We buy bulk, just made 20 lbs of burger into patties and vac packed last night. Cost was $1.79/pound compared to the normal $3.99. Chicken breasts two days ago for $1.79 normally $3.00.

One tip is to pre freeze the meats. Then pack. Makes for a better deal, and easier clean up.i usually do it overnight and pack in the morning.

A great source for bags and rolls is one of our sponsers here, vacuum sealers unlimited.

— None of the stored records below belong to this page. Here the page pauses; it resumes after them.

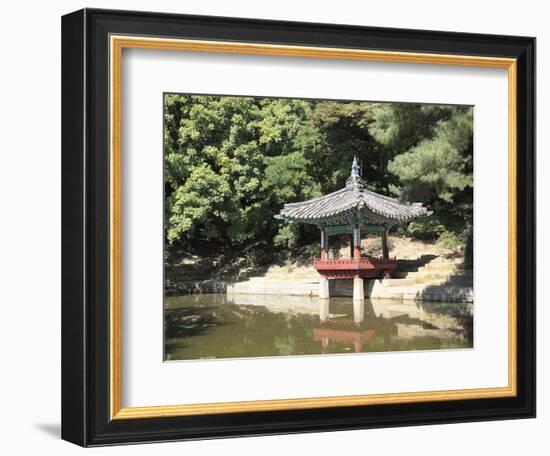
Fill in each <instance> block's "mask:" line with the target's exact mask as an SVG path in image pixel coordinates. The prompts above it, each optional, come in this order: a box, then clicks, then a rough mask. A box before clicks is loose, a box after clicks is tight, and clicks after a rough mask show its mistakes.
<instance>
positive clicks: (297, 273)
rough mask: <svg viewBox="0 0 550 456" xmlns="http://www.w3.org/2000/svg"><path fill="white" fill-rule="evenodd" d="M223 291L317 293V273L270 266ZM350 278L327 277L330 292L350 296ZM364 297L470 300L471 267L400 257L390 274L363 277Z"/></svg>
mask: <svg viewBox="0 0 550 456" xmlns="http://www.w3.org/2000/svg"><path fill="white" fill-rule="evenodd" d="M226 289H227V294H229V295H230V294H267V295H273V294H279V295H291V296H292V295H293V296H318V295H319V275H318V274H317V272H316V271H315V270H314V269H313V268H299V269H298V270H295V271H288V270H286V269H284V268H272V269H270V270H269V271H268V272H267V273H266V274H265V275H263V276H260V277H252V278H250V279H249V280H246V281H243V282H237V283H234V284H227V288H226ZM352 294H353V283H352V281H351V280H330V296H334V297H337V296H343V297H351V296H352ZM365 297H367V298H380V299H384V298H386V299H394V300H407V301H447V302H473V299H474V292H473V274H472V270H464V269H460V267H459V266H458V265H457V264H456V263H455V262H453V261H451V260H447V259H444V258H441V257H437V258H434V259H430V260H427V261H426V260H424V259H419V260H402V261H399V262H398V269H397V271H396V273H395V274H394V275H393V277H391V278H385V279H375V280H365Z"/></svg>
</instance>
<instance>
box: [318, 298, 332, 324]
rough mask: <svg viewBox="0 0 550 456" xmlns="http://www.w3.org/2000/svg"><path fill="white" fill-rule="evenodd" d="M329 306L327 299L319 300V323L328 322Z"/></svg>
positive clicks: (328, 302) (327, 300)
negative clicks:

Lisa offers discount codes monthly and the bags are some of the best I've used. I'll be upgrading my vac sealer with her soon as my food saver is a hunk of junk. My old one I had for almost 30 years and was great. Vacmaster pro380 will be my next one.
post #17 of 18
Quote:
Originally Posted by RavenClan View Post
 

I also bought the marinate canister for meats and i can tell you there is a big difference then just letting the meat "sit" in the marinade .

I have that "cannister" as well and have had good results the couple times I've used it; nice to see your report as I've not done a side-by-side test of vacuum vs. conventional marinade.

 

IdahoPZ - the model I have seems to try to prevent overheating.  Sometimes if I'm doing a bunch of stuff really quickly such as cutting and sealing one end of multiple bags it'll force a pause to avoid overheating.  I've not had any issue with the seals or any signs of overheating so apparently it is working.  

post #18 of 18
Quote:
Originally Posted by CrankyBuzzard View Post
 

All of the above is great information, but I have an additional thought.

 

When we have left over soup, stew, spaghetti, or anything else that is liquid or very soft, I place it in portions into a square or rectangle container, put it in the freezer, let it freeze, and then vac pack the "brick".

 

Later, when we want to eat it, I place it into the frig, still in the vac pack, allow it to defrost, and then warm it, still in the bag, in water.  I place the sealed bag into cool tap water, put the pot on the stove with the bag in the water, turn the burner to high, wait for it to boil, and then let it go for about 5 minutes.

 

Also, the "bricks" you have vac packed, will stack nice and neat in the freezer...

To add to this, we make all of our own stock from the bones and carcasses we use. If you measure out stock via a measuring cup, I do 2 cup portions, then freeze and vac pack you'll have per-measured stock for other recipes. Label the bags accordingly. For smaller batches using a measuring cup measure stock into ice cube trays. Figure out how many cubes per cup. Put a bunch of cubes in an over sized bag. when you go to seal separate the cubes so they don't stick together and then suck the air out. When you need a cup or whatever remove the number of cubes you need, then reseal the bag. Make sure and right on the bag how many cubes = a cup.